El muñequito se puso verde, y una ola de gente, hasta ese momento contenida, se lanzó al asfalto como si en la otra orilla de la calle Corrientes regalaran billetes. Turistas hablando en su lengua materna, señoras bien con bolsas de ropa, casuales transeúntes que deseaban haber tomado una calle con menos gente.
Y ahí, indiferente a la multitud, un perro.
La inercia de los peatones lo hizo arrancar a él también. Era marrón, "té con leche" dirían, peludo y aunque indudablemente se trataba de un perro de la calle, parecía razonablemente limpio, como si estuviera perdido.
La manada de consumidores ganó la calle, y comenzó a trotar por Florida en dirección a los negocios, con la inexplicable necesidad de cruzar rápido, rápido, rápido. Pero el perro no.

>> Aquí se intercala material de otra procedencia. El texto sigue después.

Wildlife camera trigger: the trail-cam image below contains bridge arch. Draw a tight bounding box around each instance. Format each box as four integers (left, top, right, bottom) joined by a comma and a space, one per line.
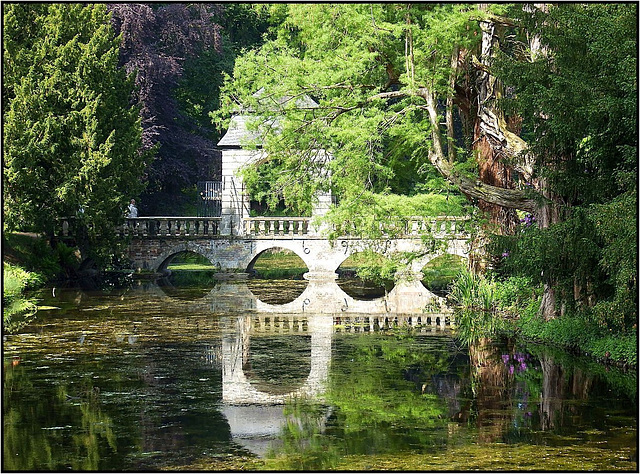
149, 241, 216, 272
245, 243, 309, 273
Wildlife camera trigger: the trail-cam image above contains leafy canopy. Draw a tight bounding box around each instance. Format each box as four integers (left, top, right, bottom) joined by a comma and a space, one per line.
2, 4, 143, 260
216, 4, 478, 226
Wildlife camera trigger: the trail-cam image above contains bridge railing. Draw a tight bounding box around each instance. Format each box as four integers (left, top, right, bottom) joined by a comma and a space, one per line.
116, 217, 221, 237
59, 217, 469, 238
242, 217, 311, 237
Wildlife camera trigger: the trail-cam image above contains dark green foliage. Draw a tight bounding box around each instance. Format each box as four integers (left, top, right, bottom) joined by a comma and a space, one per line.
493, 3, 638, 331
3, 3, 144, 262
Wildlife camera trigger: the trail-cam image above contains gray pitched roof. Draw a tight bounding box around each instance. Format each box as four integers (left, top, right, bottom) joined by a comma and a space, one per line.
218, 89, 318, 148
218, 115, 259, 147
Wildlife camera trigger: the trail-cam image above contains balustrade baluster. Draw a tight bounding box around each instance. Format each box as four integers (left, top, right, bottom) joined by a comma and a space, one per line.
159, 219, 169, 237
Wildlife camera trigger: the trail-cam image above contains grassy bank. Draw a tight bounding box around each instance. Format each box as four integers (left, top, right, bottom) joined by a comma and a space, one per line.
2, 262, 42, 333
450, 272, 638, 367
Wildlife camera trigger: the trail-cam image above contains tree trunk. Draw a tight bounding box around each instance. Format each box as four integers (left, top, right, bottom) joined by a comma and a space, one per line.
473, 21, 526, 234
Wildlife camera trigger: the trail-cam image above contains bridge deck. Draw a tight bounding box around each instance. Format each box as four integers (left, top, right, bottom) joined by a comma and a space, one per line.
60, 216, 469, 239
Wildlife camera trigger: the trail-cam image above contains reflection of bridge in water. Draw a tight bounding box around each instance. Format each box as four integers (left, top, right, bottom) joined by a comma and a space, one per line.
153, 280, 451, 318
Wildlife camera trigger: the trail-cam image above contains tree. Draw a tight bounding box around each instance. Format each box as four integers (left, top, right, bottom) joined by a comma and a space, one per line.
108, 3, 224, 213
2, 4, 145, 262
215, 4, 537, 227
219, 4, 637, 317
498, 4, 638, 329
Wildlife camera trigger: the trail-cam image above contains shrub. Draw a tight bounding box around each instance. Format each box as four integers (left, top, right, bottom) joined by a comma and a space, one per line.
2, 262, 42, 332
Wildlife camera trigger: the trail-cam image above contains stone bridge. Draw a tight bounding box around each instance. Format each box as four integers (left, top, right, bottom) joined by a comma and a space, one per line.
101, 217, 469, 280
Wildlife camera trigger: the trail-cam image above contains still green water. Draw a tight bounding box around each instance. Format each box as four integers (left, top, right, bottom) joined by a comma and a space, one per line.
2, 281, 638, 471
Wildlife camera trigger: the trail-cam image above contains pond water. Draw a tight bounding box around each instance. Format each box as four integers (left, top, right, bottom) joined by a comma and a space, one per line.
2, 281, 638, 471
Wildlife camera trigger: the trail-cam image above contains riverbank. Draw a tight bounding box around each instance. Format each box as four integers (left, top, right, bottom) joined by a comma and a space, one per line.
449, 271, 638, 369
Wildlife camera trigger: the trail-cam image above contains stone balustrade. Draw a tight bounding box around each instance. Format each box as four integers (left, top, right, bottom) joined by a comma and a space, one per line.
60, 216, 469, 238
116, 217, 221, 237
243, 217, 311, 237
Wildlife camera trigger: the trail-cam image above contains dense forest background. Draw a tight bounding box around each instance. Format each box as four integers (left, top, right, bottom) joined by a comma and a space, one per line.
2, 3, 638, 360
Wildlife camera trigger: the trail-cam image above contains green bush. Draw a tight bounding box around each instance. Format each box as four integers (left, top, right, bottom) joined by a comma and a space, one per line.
2, 262, 42, 332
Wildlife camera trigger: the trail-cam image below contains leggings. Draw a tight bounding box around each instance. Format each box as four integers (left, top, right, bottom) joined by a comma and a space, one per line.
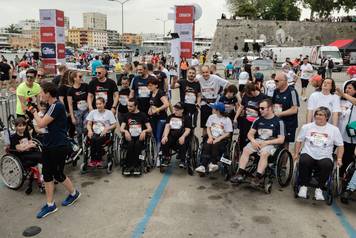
42, 145, 68, 183
161, 133, 187, 161
299, 154, 333, 188
125, 137, 145, 168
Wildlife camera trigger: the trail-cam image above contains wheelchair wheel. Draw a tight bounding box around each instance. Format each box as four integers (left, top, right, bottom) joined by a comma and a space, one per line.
0, 154, 26, 190
276, 149, 293, 187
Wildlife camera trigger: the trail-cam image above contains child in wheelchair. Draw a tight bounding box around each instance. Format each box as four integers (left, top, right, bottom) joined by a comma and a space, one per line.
9, 117, 42, 194
161, 103, 192, 168
120, 98, 152, 175
86, 97, 116, 167
195, 102, 233, 173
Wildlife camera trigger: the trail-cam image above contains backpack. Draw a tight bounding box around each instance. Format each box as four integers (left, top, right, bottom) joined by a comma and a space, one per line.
328, 59, 334, 69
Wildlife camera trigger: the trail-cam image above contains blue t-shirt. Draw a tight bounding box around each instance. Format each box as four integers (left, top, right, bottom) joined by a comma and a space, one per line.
43, 101, 67, 148
252, 116, 285, 140
272, 86, 300, 129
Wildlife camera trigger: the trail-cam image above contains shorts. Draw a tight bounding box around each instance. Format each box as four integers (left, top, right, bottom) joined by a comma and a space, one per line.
200, 105, 213, 128
246, 139, 277, 155
284, 126, 297, 143
300, 79, 309, 88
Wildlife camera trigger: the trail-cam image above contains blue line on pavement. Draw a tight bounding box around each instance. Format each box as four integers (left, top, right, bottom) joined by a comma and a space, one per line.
332, 202, 356, 238
132, 163, 175, 238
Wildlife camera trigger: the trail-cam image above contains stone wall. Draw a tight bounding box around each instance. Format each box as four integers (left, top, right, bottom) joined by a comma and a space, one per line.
209, 20, 356, 58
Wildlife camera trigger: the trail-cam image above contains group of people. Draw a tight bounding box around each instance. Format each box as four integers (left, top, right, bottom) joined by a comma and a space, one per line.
4, 53, 356, 218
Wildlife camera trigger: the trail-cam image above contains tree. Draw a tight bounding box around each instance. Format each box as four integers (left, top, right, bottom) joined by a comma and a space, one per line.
5, 24, 22, 33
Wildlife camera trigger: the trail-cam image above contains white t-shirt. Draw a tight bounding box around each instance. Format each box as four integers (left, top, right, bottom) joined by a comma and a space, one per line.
297, 122, 344, 160
339, 100, 356, 144
206, 114, 233, 138
300, 63, 314, 80
308, 92, 341, 116
197, 74, 228, 103
86, 109, 116, 134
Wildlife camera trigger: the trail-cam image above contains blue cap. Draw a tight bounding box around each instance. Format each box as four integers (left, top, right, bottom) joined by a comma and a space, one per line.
209, 102, 225, 112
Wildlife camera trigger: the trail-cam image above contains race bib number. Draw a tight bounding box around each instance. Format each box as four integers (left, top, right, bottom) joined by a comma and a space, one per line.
119, 95, 128, 106
93, 122, 105, 135
184, 92, 197, 104
211, 124, 224, 138
138, 86, 151, 98
77, 100, 88, 111
95, 92, 108, 103
129, 125, 142, 137
310, 132, 328, 147
169, 118, 183, 130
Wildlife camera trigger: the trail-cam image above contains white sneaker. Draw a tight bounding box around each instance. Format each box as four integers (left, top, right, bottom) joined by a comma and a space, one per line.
208, 163, 219, 173
314, 188, 325, 201
298, 186, 308, 198
195, 165, 205, 173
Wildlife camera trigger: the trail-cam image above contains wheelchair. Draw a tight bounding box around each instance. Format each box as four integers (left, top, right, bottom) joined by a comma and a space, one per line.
114, 135, 157, 175
292, 158, 341, 206
0, 128, 45, 194
158, 130, 199, 175
234, 146, 293, 194
80, 132, 115, 174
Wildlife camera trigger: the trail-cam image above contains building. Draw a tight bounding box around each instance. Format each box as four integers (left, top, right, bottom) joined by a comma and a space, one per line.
121, 33, 143, 46
83, 12, 107, 30
106, 30, 120, 47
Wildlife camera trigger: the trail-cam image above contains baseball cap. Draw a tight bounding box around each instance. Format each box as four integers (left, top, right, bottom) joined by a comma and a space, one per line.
209, 102, 225, 112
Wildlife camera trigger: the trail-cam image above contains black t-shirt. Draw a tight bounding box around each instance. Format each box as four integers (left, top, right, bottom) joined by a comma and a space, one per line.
0, 62, 11, 80
118, 88, 130, 113
122, 112, 149, 137
166, 114, 192, 137
58, 84, 70, 112
252, 116, 285, 140
178, 79, 201, 113
68, 83, 89, 111
272, 86, 300, 128
241, 93, 267, 118
43, 101, 68, 149
150, 89, 167, 119
89, 78, 118, 110
131, 75, 154, 114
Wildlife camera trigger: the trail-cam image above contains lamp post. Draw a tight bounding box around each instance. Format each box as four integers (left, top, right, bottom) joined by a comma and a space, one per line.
108, 0, 130, 53
155, 18, 168, 38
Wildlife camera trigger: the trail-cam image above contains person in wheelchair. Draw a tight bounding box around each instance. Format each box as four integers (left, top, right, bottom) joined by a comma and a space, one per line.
195, 102, 233, 173
293, 107, 344, 200
86, 97, 116, 167
120, 98, 152, 175
161, 102, 192, 168
230, 99, 285, 186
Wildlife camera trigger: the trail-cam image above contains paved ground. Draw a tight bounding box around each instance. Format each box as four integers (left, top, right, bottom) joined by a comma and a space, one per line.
0, 65, 356, 238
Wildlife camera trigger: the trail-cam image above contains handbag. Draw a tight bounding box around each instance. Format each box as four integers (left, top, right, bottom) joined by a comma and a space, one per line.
346, 105, 356, 138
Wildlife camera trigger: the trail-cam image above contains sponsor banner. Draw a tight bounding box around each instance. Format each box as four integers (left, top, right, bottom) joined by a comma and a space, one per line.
40, 27, 56, 43
41, 43, 56, 59
174, 23, 194, 41
57, 44, 66, 59
40, 9, 56, 27
56, 27, 66, 44
180, 41, 193, 59
176, 6, 195, 24
56, 10, 64, 27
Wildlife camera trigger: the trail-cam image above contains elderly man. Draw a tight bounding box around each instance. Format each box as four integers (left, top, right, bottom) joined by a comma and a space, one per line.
16, 69, 41, 117
272, 73, 299, 149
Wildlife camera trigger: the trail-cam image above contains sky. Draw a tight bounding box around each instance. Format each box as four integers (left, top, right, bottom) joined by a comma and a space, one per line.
0, 0, 354, 37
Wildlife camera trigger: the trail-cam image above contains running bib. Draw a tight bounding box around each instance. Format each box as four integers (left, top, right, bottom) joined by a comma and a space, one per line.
211, 124, 224, 138
77, 100, 88, 111
129, 125, 142, 137
138, 86, 151, 98
184, 92, 197, 104
95, 92, 108, 103
119, 95, 128, 106
169, 117, 183, 130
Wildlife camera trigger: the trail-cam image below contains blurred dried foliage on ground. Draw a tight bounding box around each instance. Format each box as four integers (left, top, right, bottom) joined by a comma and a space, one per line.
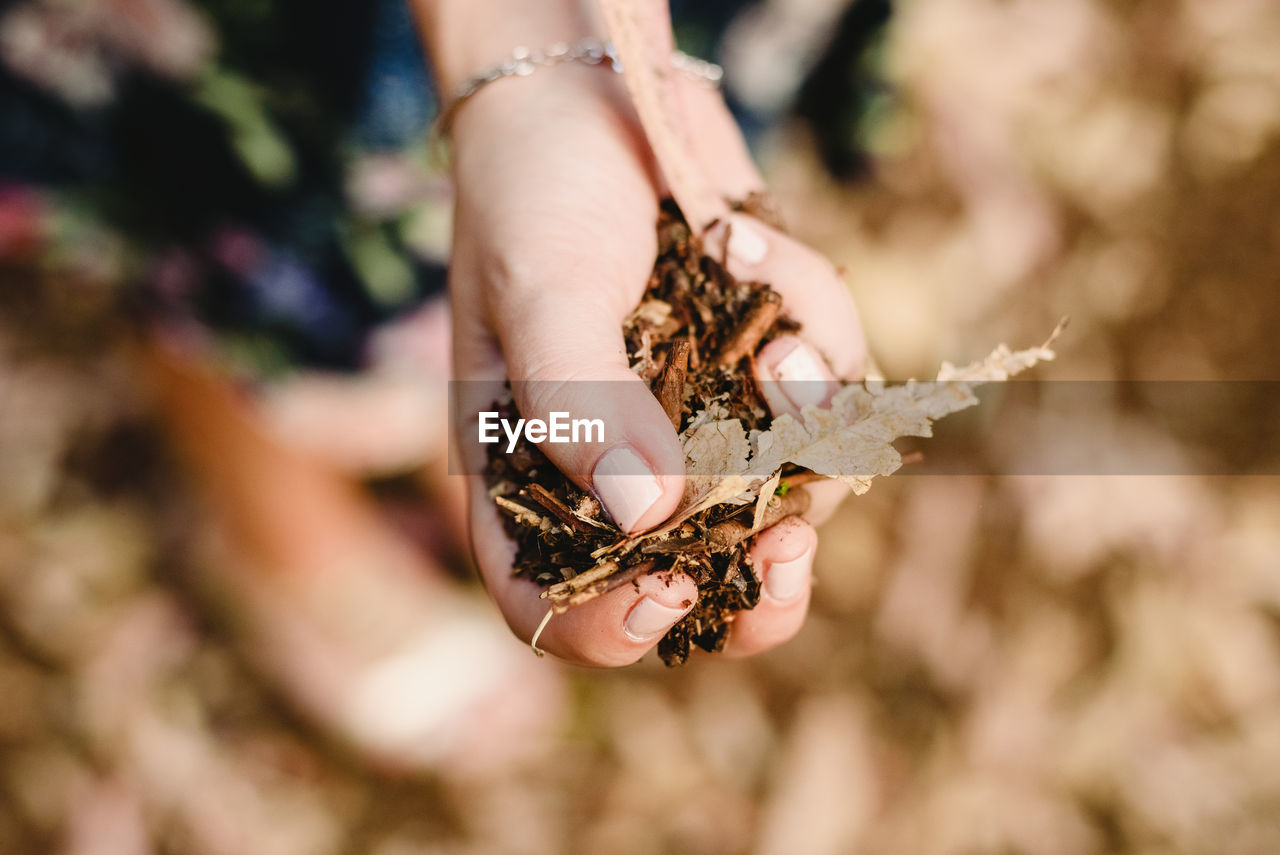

Salió al trotecito, sin mirar a nadie en particular, esquivando las piernas que amenazaban con pisarlo. Jadeaba y revoleaba el hocico, como quién no quiere la cosa.
Pero eso no es todo. En un alarde de valentía, mojándole la oreja a toda la cultura vial del país, mofándose de aquellos que cruzaban la calle a las apuradas, desafiando la grandeza de un colectivo listo para pisar el acelerador en amarillo; el perro, sin demasiada pompa, empezó a rascarse.